Stainless gas and charcoal combination grill on a patio

Grills & BBQ

Gas & Charcoal Grill Combos: The Best of Both Worlds?

Torn between the convenience of gas and the flavour of charcoal? A combo grill lets you have both. These dual-fuel units pair a gas grill and a charcoal grill in one frame — but they involve trade-offs worth understanding before you buy.

What a Combo Grill Is

A gas-and-charcoal combo has two separate cooking chambers side by side: a gas section with burners and igniters, and a charcoal section with a fuel tray and vents. Some larger models even add a side burner or a smoker box. The two sides are usually independent, so you can run one or both at once.

Why Choose One

  • Convenience when you want it — fire up the gas side for a quick weeknight dinner.
  • Flavour when you have time — use the charcoal side at the weekend for that unmistakable smoky taste.
  • Cook on both together — sear over charcoal while holding sides warm over gas, ideal when entertaining.

The Trade-Offs

Splitting the space means each side is smaller than a dedicated grill of the same footprint. Combos are also more complex — more parts to clean and maintain — and a budget combo can spread its quality thin across two chambers. A well-built combo is worth it; a flimsy one gives you two mediocre grills instead of one good one.

Making the Most of Both Sides

The real joy of a combo is using the two fuels together. A favourite trick is to sear steaks or chops over the fierce heat of the charcoal side for colour and flavour, then move them to the gently running gas side to finish cooking through without burning. You can also smoke on the charcoal side while keeping vegetables or sides warm over a low gas burner.

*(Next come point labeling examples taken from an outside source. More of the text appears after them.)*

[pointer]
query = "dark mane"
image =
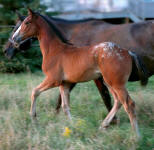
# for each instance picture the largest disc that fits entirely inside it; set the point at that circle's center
(74, 21)
(56, 30)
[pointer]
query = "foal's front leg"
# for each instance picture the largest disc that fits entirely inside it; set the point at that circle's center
(45, 85)
(65, 94)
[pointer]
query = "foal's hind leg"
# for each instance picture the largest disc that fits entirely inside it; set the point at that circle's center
(36, 92)
(104, 92)
(129, 107)
(113, 111)
(64, 91)
(59, 101)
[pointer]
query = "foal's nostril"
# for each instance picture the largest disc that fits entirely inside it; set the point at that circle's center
(5, 51)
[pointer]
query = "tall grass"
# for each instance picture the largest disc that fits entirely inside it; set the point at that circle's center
(19, 132)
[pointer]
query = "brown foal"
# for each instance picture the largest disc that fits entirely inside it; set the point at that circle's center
(64, 64)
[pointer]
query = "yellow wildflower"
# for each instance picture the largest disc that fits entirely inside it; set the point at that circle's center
(67, 132)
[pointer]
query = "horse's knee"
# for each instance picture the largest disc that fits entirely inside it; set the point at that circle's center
(35, 92)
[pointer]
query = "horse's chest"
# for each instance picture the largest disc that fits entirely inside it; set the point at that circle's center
(82, 75)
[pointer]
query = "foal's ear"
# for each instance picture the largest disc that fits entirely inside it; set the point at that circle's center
(20, 17)
(30, 12)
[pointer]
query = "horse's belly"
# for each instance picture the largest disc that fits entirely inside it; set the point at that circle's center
(84, 76)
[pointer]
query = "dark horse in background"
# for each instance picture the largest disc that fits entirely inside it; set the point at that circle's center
(137, 37)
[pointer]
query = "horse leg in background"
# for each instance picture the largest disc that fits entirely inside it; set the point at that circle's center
(59, 101)
(129, 107)
(45, 85)
(113, 111)
(104, 92)
(65, 94)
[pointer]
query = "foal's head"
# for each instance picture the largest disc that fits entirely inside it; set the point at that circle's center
(27, 29)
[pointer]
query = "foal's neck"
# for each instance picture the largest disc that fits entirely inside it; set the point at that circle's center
(49, 41)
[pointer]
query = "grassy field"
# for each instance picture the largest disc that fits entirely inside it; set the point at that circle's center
(55, 132)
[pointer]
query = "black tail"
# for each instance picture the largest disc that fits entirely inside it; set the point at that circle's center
(142, 70)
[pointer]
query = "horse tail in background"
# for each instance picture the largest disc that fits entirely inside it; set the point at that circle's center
(142, 70)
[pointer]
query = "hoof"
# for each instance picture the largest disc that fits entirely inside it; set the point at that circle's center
(103, 126)
(115, 121)
(33, 115)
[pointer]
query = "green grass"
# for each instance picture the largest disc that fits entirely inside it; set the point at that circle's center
(19, 132)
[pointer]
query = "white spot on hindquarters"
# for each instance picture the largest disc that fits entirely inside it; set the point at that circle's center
(105, 45)
(17, 32)
(119, 55)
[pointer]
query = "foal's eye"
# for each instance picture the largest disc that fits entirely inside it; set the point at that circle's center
(27, 23)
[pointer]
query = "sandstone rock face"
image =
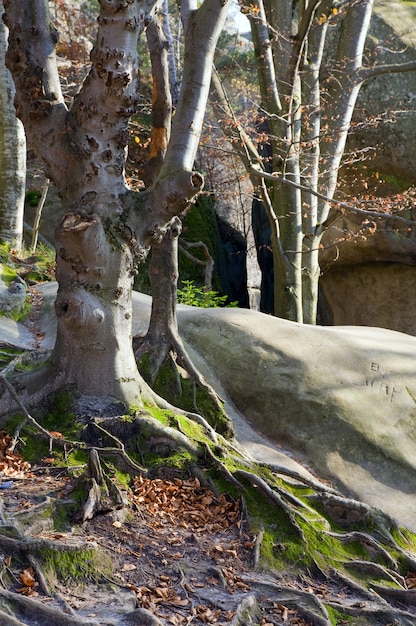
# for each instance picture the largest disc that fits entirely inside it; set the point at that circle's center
(340, 399)
(392, 40)
(372, 294)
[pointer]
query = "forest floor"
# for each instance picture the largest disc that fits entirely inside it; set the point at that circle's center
(175, 554)
(175, 549)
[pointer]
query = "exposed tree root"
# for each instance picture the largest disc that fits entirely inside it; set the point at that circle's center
(381, 554)
(162, 345)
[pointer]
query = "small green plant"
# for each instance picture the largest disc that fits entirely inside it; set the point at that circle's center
(192, 295)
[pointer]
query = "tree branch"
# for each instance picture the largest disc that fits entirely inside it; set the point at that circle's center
(390, 68)
(342, 205)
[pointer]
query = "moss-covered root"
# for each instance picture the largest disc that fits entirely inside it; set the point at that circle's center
(22, 607)
(102, 493)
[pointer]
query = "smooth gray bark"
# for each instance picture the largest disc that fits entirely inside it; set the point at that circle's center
(12, 155)
(106, 228)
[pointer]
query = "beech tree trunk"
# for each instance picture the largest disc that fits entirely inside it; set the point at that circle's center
(12, 155)
(106, 228)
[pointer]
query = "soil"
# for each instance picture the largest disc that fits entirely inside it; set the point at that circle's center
(174, 554)
(176, 550)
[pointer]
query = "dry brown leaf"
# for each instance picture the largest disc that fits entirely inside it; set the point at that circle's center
(27, 577)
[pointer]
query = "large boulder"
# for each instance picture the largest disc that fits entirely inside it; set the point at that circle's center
(341, 400)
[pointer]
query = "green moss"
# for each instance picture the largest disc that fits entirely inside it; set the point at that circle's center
(8, 274)
(73, 566)
(188, 396)
(339, 619)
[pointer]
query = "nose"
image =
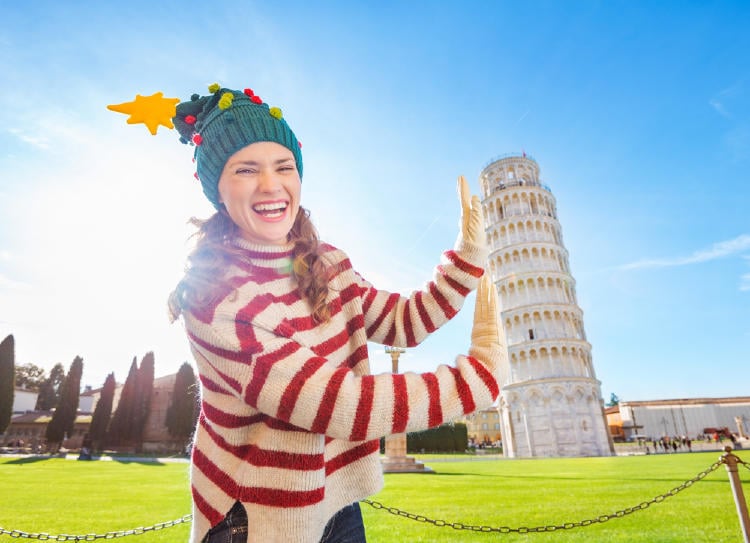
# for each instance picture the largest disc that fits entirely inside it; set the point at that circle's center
(268, 182)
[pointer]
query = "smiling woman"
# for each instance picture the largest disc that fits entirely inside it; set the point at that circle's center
(289, 433)
(260, 189)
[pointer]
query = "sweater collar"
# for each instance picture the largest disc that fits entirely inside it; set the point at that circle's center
(271, 258)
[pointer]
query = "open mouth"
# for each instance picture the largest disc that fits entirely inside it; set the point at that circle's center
(271, 210)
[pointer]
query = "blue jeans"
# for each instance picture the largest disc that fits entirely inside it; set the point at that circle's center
(345, 526)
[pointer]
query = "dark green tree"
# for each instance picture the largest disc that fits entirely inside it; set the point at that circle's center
(30, 376)
(102, 413)
(182, 412)
(613, 400)
(64, 416)
(143, 393)
(49, 390)
(121, 426)
(7, 380)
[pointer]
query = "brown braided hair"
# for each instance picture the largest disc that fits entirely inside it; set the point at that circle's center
(205, 272)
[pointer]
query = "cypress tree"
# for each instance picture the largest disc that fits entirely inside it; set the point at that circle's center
(183, 410)
(144, 391)
(121, 427)
(64, 417)
(7, 381)
(102, 413)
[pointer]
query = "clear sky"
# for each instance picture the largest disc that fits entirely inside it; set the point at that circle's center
(638, 114)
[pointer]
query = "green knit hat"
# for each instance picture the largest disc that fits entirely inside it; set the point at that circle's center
(224, 122)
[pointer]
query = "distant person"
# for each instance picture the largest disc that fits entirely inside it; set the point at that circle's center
(278, 321)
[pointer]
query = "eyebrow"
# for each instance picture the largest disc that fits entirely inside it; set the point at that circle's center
(256, 163)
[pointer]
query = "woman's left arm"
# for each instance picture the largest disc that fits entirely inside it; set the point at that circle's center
(392, 319)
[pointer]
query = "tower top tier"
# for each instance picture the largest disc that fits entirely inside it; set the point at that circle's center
(510, 171)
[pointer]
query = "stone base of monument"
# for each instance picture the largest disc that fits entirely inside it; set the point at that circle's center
(396, 461)
(403, 464)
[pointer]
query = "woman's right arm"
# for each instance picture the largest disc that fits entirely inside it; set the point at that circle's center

Because the sides are independent, you are never waiting on one fuel to do everything.

How to Judge a Combo

  • Build quality — thick steel, stainless or enamelled surfaces, and solid grates on both sides.
  • Independent controls — separate lids and vents so each side works on its own.
  • Charcoal access — an adjustable charcoal tray and a way to add fuel mid-cook.
  • Total usable area — check both grates meet your needs, not just the headline number.

Who They Suit

Combos are perfect for cooks who value flexibility and have room for a larger unit — you get weeknight ease and weekend flavour without owning two grills. If you mostly cook one way, a dedicated charcoal grill or gas grill may serve you better. Either way, the grilling guide covers the fuel and technique fundamentals.